With this setup, port forwarding works correctly when connecting directly from the VPS (10.0.0.254), but fails for the external PC (xx.xx.xx.xx) whose traffic is DNAT'd through the VPS. This is because the return packets need to be routed back via wgclient1, which requires the correct fwmark to be set.

I also analyzed how the conntrack mark is used in the routing process.

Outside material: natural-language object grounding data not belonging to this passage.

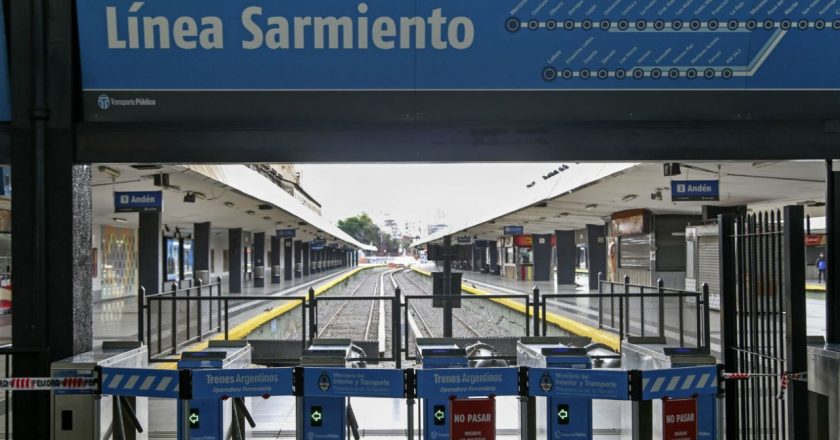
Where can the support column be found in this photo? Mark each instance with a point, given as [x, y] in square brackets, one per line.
[596, 253]
[235, 260]
[149, 253]
[307, 255]
[259, 259]
[298, 257]
[542, 257]
[566, 257]
[288, 259]
[275, 260]
[201, 252]
[494, 257]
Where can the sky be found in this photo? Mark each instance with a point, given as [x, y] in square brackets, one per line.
[419, 193]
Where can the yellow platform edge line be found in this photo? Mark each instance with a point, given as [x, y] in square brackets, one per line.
[814, 287]
[567, 324]
[243, 329]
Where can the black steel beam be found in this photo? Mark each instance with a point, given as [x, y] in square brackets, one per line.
[464, 142]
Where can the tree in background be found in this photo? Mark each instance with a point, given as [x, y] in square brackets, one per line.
[362, 228]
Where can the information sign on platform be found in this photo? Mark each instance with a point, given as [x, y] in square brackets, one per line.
[250, 382]
[679, 419]
[467, 382]
[695, 190]
[570, 382]
[353, 382]
[138, 201]
[472, 419]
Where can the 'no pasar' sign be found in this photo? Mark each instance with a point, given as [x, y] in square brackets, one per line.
[679, 419]
[473, 419]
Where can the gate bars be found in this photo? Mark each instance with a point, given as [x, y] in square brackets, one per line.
[763, 327]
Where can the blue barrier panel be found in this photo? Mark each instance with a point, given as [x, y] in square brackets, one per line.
[594, 384]
[250, 382]
[467, 382]
[353, 382]
[679, 382]
[140, 382]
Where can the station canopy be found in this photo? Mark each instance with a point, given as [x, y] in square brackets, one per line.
[227, 196]
[571, 196]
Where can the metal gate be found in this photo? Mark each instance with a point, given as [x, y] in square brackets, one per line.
[763, 328]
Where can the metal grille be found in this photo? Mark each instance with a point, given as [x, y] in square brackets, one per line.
[754, 267]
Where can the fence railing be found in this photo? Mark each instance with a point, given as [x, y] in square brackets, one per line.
[679, 316]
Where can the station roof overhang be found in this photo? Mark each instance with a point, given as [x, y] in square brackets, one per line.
[227, 196]
[587, 194]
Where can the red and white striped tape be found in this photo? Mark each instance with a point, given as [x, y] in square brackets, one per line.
[47, 383]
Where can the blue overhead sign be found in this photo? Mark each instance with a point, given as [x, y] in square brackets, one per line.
[467, 382]
[249, 382]
[138, 201]
[570, 382]
[695, 190]
[189, 45]
[353, 382]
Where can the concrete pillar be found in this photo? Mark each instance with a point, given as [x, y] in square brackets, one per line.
[259, 259]
[201, 250]
[275, 260]
[235, 260]
[566, 257]
[542, 257]
[288, 259]
[596, 253]
[307, 259]
[298, 257]
[149, 252]
[494, 256]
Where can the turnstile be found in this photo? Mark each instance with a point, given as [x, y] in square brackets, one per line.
[651, 356]
[325, 417]
[435, 354]
[84, 415]
[207, 418]
[564, 417]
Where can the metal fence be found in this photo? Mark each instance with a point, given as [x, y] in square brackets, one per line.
[763, 323]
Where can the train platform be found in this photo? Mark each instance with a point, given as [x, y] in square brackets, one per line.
[117, 319]
[585, 310]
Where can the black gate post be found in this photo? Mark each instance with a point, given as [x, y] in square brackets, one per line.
[728, 318]
[795, 319]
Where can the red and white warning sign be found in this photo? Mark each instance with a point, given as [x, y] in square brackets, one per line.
[472, 419]
[679, 419]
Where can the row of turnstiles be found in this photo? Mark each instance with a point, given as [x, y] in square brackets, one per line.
[214, 388]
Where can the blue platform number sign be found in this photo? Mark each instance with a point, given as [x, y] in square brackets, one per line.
[138, 201]
[695, 190]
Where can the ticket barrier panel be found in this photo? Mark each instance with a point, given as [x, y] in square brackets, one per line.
[325, 417]
[82, 414]
[438, 354]
[206, 418]
[566, 416]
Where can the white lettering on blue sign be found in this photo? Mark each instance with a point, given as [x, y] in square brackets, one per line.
[129, 29]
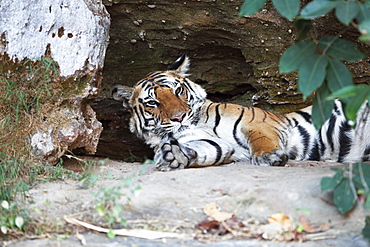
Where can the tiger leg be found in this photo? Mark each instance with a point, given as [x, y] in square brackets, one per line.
[190, 150]
[265, 148]
[172, 156]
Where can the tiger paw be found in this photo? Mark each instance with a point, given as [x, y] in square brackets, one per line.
[172, 157]
[275, 158]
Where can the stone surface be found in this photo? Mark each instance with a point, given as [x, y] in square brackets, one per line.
[76, 32]
[234, 58]
[52, 54]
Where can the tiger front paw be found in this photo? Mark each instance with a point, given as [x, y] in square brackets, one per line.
[172, 157]
[275, 158]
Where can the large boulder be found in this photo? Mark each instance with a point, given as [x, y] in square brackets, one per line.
[51, 58]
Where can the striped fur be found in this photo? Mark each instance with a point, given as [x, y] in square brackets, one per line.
[172, 114]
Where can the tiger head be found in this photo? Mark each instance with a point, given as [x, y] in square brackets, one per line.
[163, 102]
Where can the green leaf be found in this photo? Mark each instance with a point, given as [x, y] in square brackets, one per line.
[356, 102]
[312, 73]
[295, 55]
[287, 8]
[364, 28]
[361, 177]
[111, 234]
[344, 198]
[338, 75]
[366, 230]
[366, 205]
[346, 11]
[5, 204]
[4, 229]
[19, 222]
[303, 27]
[330, 183]
[317, 8]
[251, 7]
[340, 49]
[344, 92]
[322, 108]
[364, 12]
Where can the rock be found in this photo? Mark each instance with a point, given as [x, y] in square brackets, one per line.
[52, 54]
[234, 58]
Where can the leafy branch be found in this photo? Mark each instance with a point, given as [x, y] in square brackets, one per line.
[320, 63]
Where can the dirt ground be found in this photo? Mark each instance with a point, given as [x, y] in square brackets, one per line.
[175, 202]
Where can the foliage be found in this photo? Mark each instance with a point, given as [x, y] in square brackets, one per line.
[11, 217]
[18, 175]
[321, 69]
[108, 205]
[320, 62]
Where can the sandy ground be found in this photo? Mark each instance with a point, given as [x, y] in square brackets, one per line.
[174, 202]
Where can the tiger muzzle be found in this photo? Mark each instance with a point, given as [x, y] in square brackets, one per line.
[178, 117]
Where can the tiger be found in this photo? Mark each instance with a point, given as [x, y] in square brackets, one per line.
[172, 114]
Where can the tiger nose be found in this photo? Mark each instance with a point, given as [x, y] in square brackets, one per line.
[178, 117]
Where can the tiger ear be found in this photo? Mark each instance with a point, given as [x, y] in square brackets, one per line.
[181, 65]
[122, 93]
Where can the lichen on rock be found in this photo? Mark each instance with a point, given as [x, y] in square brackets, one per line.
[51, 59]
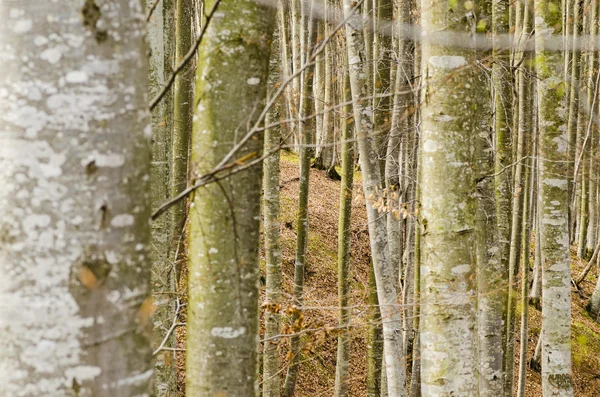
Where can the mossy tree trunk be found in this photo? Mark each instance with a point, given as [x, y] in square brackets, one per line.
[503, 96]
[372, 187]
[224, 215]
[271, 384]
[183, 98]
[451, 121]
[556, 275]
[344, 229]
[75, 200]
[305, 134]
[160, 39]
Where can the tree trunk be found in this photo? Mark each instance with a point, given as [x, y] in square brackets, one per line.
[372, 186]
[503, 94]
[271, 224]
[74, 207]
[556, 274]
[343, 259]
[182, 128]
[224, 216]
[305, 133]
[164, 289]
[451, 120]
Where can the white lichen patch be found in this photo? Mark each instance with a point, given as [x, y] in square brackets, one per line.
[83, 373]
[227, 332]
[122, 220]
[51, 55]
[23, 26]
[110, 160]
[447, 61]
[430, 146]
[559, 183]
[76, 76]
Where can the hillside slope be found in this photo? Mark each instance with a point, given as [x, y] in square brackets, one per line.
[317, 373]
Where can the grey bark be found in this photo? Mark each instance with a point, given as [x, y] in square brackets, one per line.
[222, 322]
[74, 203]
[344, 229]
[556, 275]
[372, 185]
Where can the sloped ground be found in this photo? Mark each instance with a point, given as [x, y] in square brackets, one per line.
[317, 372]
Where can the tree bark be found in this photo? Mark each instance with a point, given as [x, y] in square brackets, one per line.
[164, 289]
[556, 274]
[271, 224]
[305, 134]
[74, 207]
[372, 186]
[222, 342]
[343, 259]
[451, 120]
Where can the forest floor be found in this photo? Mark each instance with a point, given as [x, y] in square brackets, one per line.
[317, 371]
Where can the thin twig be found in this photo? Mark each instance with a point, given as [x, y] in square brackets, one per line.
[149, 17]
[190, 54]
[170, 331]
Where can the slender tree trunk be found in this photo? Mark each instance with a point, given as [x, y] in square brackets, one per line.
[305, 130]
[344, 229]
[525, 103]
[503, 88]
[372, 185]
[415, 376]
[160, 39]
[224, 216]
[374, 341]
[271, 224]
[528, 205]
[535, 294]
[450, 124]
[74, 207]
[572, 70]
[325, 156]
[556, 275]
[182, 129]
[490, 283]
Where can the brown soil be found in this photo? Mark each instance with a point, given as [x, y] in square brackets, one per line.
[317, 373]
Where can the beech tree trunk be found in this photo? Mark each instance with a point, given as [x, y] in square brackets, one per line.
[222, 323]
[372, 186]
[451, 121]
[556, 274]
[74, 206]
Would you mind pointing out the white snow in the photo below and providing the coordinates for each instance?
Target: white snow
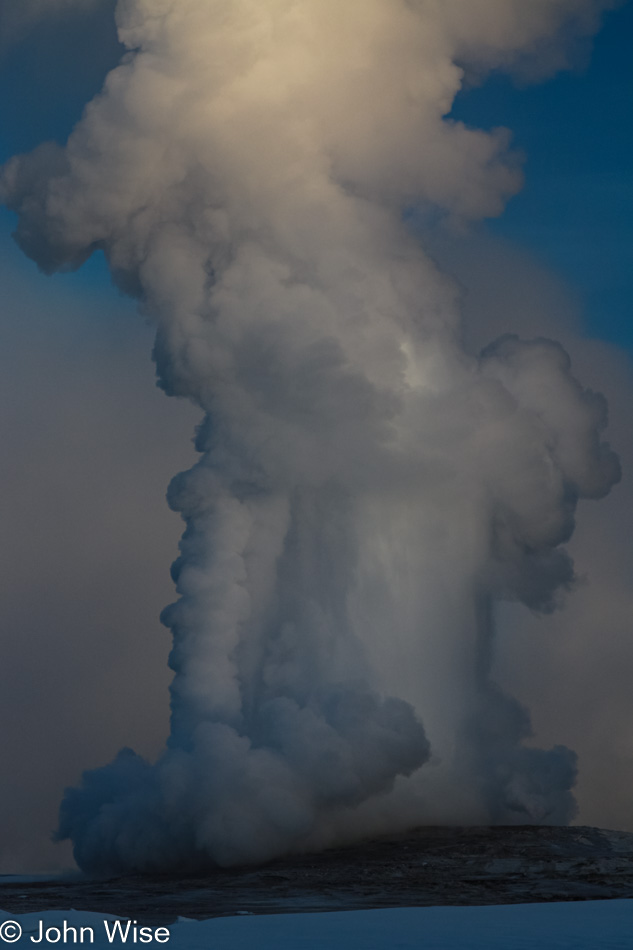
(590, 925)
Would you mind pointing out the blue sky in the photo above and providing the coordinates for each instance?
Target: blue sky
(575, 212)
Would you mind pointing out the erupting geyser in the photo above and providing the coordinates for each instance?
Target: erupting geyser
(366, 490)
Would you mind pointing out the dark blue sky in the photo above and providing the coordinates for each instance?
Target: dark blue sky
(575, 212)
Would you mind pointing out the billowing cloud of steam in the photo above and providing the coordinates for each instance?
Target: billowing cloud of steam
(365, 491)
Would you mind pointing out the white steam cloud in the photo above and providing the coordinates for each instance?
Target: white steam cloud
(365, 491)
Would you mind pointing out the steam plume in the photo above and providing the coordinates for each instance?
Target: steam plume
(365, 491)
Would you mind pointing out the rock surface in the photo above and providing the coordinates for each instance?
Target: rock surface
(428, 866)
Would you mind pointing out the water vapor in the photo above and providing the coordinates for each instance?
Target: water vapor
(366, 491)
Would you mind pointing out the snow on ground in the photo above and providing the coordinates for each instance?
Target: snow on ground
(589, 925)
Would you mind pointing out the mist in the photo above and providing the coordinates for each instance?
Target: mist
(368, 488)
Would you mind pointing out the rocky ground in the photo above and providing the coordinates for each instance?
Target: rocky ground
(424, 867)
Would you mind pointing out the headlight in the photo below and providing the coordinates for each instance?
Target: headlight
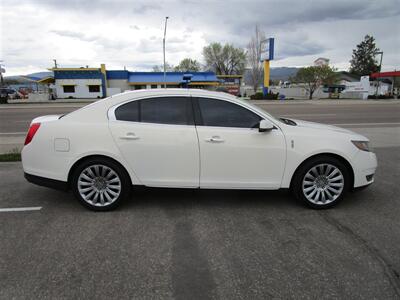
(362, 145)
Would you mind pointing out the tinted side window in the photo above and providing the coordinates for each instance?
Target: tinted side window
(166, 110)
(225, 114)
(128, 112)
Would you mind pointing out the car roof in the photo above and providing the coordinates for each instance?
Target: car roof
(131, 95)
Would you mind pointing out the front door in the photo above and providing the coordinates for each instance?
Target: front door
(233, 153)
(158, 139)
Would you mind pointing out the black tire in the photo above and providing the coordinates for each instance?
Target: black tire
(299, 176)
(122, 175)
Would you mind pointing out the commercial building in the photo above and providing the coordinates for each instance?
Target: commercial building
(99, 82)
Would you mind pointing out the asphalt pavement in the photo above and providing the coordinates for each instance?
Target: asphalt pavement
(208, 244)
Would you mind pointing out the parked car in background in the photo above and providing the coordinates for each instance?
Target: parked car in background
(186, 138)
(10, 93)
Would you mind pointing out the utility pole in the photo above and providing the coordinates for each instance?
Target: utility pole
(380, 70)
(165, 32)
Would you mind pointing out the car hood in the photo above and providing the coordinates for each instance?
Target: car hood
(48, 118)
(313, 125)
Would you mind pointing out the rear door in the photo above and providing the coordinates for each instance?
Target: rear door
(158, 139)
(233, 153)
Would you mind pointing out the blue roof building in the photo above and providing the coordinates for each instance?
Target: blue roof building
(99, 82)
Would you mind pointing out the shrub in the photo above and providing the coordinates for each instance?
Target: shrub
(260, 96)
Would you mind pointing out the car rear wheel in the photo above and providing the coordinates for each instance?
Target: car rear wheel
(100, 184)
(321, 182)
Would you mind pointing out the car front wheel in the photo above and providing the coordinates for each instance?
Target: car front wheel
(321, 182)
(99, 184)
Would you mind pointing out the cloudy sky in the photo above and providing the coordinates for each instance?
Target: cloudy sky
(129, 32)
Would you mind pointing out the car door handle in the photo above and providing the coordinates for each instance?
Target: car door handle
(129, 136)
(215, 139)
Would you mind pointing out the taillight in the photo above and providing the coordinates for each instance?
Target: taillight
(31, 133)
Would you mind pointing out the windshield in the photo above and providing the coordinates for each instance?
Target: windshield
(248, 103)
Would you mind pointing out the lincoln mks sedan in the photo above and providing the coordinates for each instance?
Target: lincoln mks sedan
(187, 138)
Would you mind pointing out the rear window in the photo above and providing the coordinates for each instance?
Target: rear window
(128, 112)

In v4.8.4, the following nftables rules exist to synchronize the conntrack mark (ctmark) with the packet mark (fwmark):

iifname "wgclient1" ... ct state new ct mark set ct mark & 0xffff1fff | 0x00001000  (wgclient1_in_new_connmark)
ct mark & 0x0000f000 != 0x00000000 jump mark_ct_to_meta
ct mark & 0x0000f000 == 0x00001000 meta mark set meta mark & 0xffff1fff | 0x00001000  (wgclient1_mark_ct_to_meta)

This means:

  1. New connections from wgclient1 are assigned ctmark 0x1000

  2. The mark_ct_to_meta chain propagates ctmark to fwmark

  3. The ip rule fwmark 0x1000/0xf000 matches, and return packets are correctly routed via wgclient1

In v4.9.0, the conntrack mark observed was 0x10000 instead of 0x1000. Since the ip rule still uses fwmark 0x1000/0xf000, the mask 0xf000 applied to 0x10000 results in 0x0000, which does not match. Therefore, return packets are not routed via wgclient1 and go out via WAN instead, making the service unreachable from the external PC.

The issue appears to be that the port_forward kernel module in v4.9.0 is setting the conntrack mark to 0x10000 instead of 0x1000, breaking the routing for WireGuard client setups.